Schools’ duty to safeguard children who lark around

October 18th, 2013 by Paul Greatorex

If you are sitting comfortably, I’ll tell you the story of the boy who tried to punch his younger brother but instead hit a water fountain and then sued his school for damages.  Or rather I’ll tell you how the Court of Appeal told it in West Sussex County Council v Lewis Pierce [2013] EWCA Civ 1230:

“In the summer of 2010 [the claimant] was nine and half years old…[He] and his younger brother George who was seven were at the School with their mother for an after school gardening club which their mother helped to run. Whilst there the boys got into mischief. They went over to the water fountain. George sprayed the claimant with water from it and the claimant then tried to punch George, who by then, no doubt prudently, was positioned somewhere underneath the water fountain. George dodged the punch, the claimant missed him, and punched the underside of the water fountain bowl instead, sustaining a laceration to the dorsal aspect of his right thumb and associated tendon damage. The damage to the tendon was repaired shortly afterwards under general anaesthetic. Happily, the claimant subsequently made a full functional recovery. He was left with a hockey stick shaped scar of about 2.7 cm on his thumb about which according to his own medical evidence, he was completely unconcerned.”

Naturally, though, this being a 21st century story rather than something from the Brothers Grimm, the school was then sued for damages.

The water fountain looked like this:

water fountain

The manufacturer estimated that about 20% of schools in England and Wales had the same water fountain and gave evidence that there there had never been a report of any accident involving one, nor any complaint, during the period 2001-2010. Nonetheless, District Judge Gamba, having inspected its underside and pronounced it “sharp”, held that the school had not properly considered the risk of harm, not done a proper risk assessment, and awarded £3,215.16 damages.

The happy ending to this story (from the school’s point of view) came in the Court of Appeal where the decision was quashed by Lord Dyson MR, Sharp and McFarlane LJJ.

Sharp LJ said at [12] that the judge seemed to have proceeded on the flawed basis that once he had determined that the underside of the water fountain was sharp and there was a possibility that an accident might occur, the school was liable for what happened unless it had conducted a proper risk assessment.  But the real issue was “whether, as a matter of objective fact, visitors to the School were reasonably safe in using the premises, including for this purpose, the water fountain, bearing in mind of course that children do not behave like adults, and are inclined to lark around” [17].

In order to help answer this question, and in what may be a first for the Court of Appeal, the judges themselves also examined the water fountain.  In a conclusion that raises intriguing questions about the comparative sensibilities of the judges involved, they disagreed with District Judge Gamba and said that the underside could not be described as sharp.

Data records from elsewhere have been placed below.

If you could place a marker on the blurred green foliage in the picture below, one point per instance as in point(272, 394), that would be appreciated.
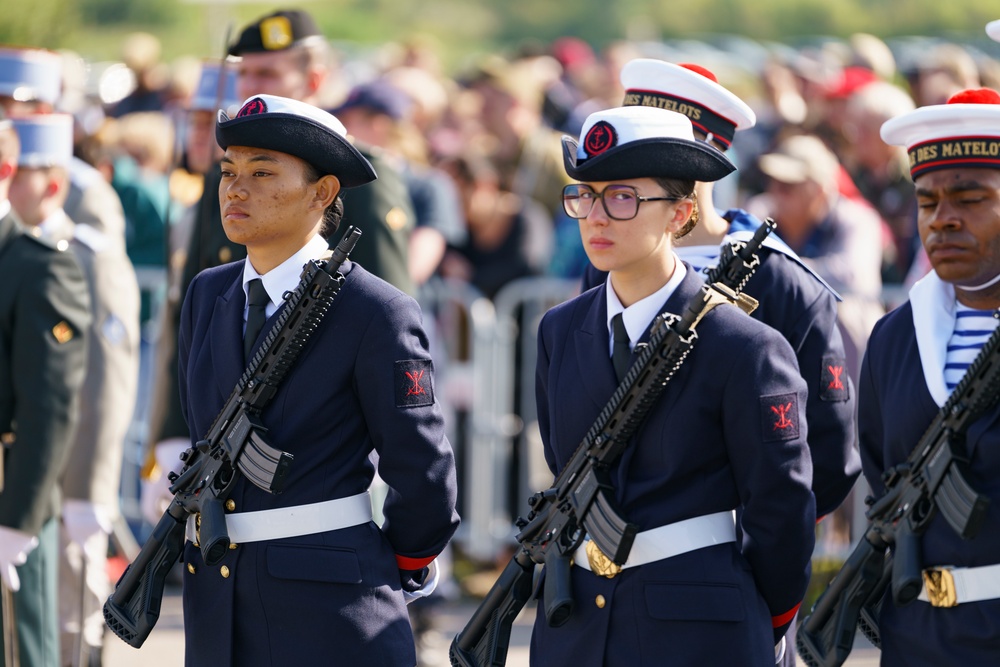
point(464, 28)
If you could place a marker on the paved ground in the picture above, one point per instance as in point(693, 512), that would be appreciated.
point(165, 646)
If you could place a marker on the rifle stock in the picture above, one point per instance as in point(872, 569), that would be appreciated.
point(236, 443)
point(486, 636)
point(581, 499)
point(134, 607)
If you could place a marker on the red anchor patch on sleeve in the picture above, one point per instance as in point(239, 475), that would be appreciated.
point(779, 417)
point(414, 383)
point(834, 383)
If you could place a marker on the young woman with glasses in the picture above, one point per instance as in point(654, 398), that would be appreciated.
point(728, 433)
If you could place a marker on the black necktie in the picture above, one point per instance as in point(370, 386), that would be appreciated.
point(621, 355)
point(257, 301)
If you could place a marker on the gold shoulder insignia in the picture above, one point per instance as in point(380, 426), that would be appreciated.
point(395, 218)
point(63, 332)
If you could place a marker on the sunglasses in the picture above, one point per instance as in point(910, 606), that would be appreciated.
point(620, 202)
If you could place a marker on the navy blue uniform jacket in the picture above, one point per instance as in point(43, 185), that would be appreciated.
point(328, 598)
point(729, 431)
point(895, 410)
point(804, 310)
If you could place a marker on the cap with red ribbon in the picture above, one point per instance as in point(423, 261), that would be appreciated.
point(963, 133)
point(296, 128)
point(639, 142)
point(688, 89)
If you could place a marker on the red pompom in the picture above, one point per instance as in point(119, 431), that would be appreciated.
point(700, 70)
point(975, 96)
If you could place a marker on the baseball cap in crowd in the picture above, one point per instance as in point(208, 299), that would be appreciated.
point(46, 140)
point(277, 32)
point(688, 89)
point(964, 132)
point(638, 142)
point(993, 30)
point(208, 96)
point(801, 158)
point(296, 128)
point(30, 75)
point(378, 96)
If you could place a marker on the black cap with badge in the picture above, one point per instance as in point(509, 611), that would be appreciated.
point(296, 128)
point(276, 32)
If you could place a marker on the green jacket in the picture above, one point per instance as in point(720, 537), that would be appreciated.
point(44, 318)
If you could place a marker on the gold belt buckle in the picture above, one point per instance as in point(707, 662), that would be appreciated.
point(600, 563)
point(940, 585)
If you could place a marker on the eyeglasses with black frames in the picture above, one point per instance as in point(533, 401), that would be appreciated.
point(621, 202)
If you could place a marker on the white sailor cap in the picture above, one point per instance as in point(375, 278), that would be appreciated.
point(636, 142)
point(29, 75)
point(993, 30)
point(964, 132)
point(688, 89)
point(46, 140)
point(209, 96)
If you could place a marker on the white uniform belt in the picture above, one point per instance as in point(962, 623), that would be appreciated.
point(955, 585)
point(285, 522)
point(673, 539)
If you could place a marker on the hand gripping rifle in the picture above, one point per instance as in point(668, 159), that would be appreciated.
point(236, 443)
point(931, 480)
point(581, 500)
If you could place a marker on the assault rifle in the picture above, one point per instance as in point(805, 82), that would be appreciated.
point(581, 500)
point(235, 444)
point(931, 481)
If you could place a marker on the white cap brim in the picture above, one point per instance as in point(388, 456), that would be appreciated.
point(661, 76)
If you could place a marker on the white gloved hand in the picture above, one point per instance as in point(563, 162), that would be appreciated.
point(155, 493)
point(14, 549)
point(82, 520)
point(430, 583)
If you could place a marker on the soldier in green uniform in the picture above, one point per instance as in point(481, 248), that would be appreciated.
point(44, 316)
point(91, 480)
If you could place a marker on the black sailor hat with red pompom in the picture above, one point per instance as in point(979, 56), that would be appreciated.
point(296, 128)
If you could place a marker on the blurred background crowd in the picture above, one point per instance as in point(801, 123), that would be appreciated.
point(476, 140)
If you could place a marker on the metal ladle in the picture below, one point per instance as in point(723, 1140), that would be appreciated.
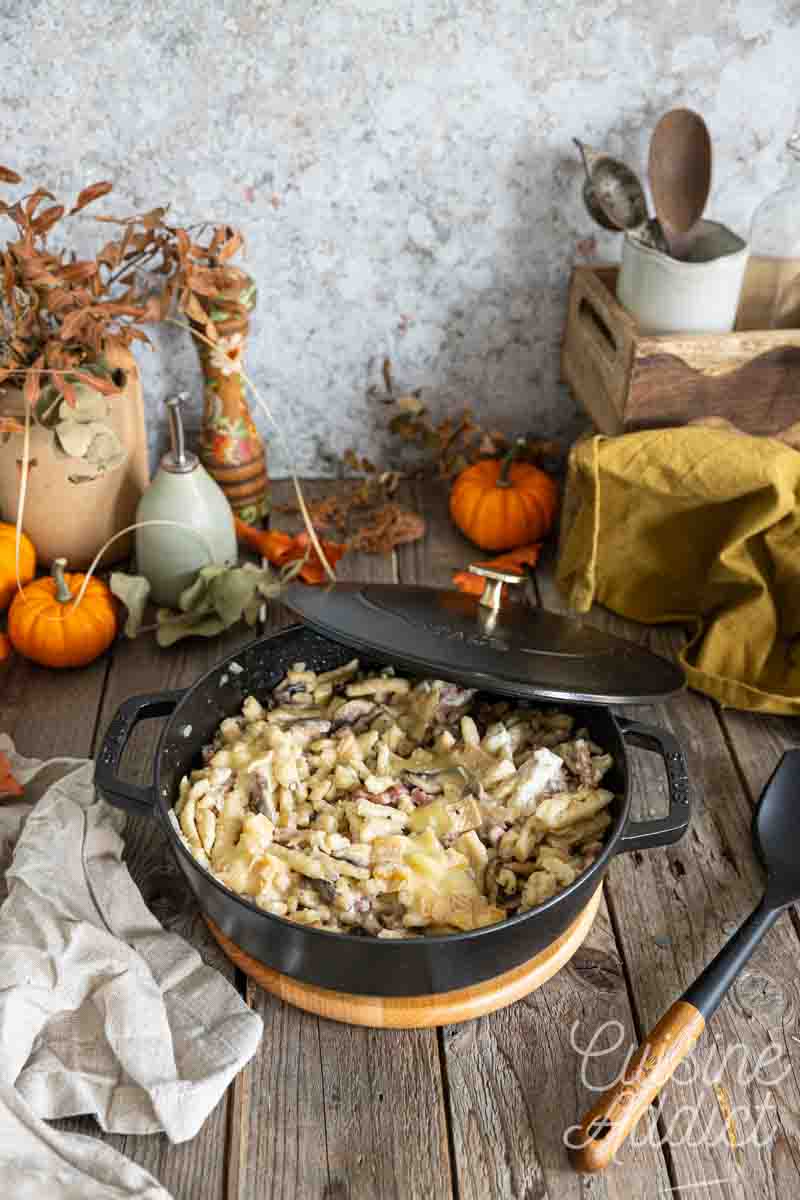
point(614, 197)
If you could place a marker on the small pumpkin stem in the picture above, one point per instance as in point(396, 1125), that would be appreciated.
point(509, 459)
point(62, 593)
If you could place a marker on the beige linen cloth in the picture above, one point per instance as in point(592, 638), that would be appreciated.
point(101, 1009)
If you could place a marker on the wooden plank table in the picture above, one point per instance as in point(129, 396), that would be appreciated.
point(477, 1111)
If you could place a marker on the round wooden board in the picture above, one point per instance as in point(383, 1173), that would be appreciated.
point(416, 1012)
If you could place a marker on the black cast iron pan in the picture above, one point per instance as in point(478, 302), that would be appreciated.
point(343, 961)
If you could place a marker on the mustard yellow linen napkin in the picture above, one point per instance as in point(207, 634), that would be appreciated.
point(698, 526)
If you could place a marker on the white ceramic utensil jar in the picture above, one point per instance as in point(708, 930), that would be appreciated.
point(169, 556)
point(701, 295)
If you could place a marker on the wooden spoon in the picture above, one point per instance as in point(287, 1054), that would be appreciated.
point(680, 175)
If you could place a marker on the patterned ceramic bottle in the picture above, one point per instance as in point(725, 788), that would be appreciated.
point(230, 447)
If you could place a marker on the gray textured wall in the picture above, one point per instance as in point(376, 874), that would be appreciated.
point(403, 171)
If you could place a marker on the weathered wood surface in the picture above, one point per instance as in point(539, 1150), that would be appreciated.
point(629, 381)
point(336, 1111)
point(515, 1078)
point(672, 911)
point(477, 1111)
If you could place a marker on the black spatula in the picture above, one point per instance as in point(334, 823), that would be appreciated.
point(776, 837)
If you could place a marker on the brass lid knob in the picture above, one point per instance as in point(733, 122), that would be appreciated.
point(493, 588)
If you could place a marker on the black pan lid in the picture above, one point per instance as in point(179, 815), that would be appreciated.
point(515, 651)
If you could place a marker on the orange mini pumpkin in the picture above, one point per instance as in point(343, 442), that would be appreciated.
point(499, 503)
point(48, 628)
point(8, 561)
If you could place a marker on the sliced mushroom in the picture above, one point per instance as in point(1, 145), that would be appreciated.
point(353, 711)
point(428, 781)
point(308, 730)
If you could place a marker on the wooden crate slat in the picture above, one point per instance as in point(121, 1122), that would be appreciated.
point(629, 381)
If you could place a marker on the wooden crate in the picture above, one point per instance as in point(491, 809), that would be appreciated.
point(630, 381)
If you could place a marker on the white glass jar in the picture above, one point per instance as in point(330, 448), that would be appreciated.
point(771, 291)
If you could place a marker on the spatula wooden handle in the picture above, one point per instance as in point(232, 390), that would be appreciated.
point(603, 1129)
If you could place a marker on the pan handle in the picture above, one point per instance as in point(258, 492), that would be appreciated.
point(133, 797)
point(662, 831)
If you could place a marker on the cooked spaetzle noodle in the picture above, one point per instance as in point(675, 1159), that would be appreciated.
point(365, 802)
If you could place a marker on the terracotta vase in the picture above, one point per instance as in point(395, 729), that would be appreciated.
point(230, 447)
point(72, 520)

The judgment goes on to say:

“But whether it could be described as sharp or not, by no stretch of the imagination could it be said to constitute a danger to children.  Certainly, the edge could have been bevelled, or padded, and had that been done, the claimant might not have injured his thumb . But to say that misses the point it seems to me. The School was not under a duty to safeguard children against harm under all circumstances. Each case is of course fact sensitive, but as a matter of generality, the School was no more obliged as an occupier to take such steps in respect of the water fountain than it would be in respect of any of the other numerous ordinary edges and corners or surfaces against which children might accidentally injure themselves whilst on the premises. The law would part company with common sense if that were the case, and I do not consider that it does so.”

The Court concluded by saying that “it was of course unfortunate that this little boy hurt his thumb in what might be described a freak accident, but such things happen”.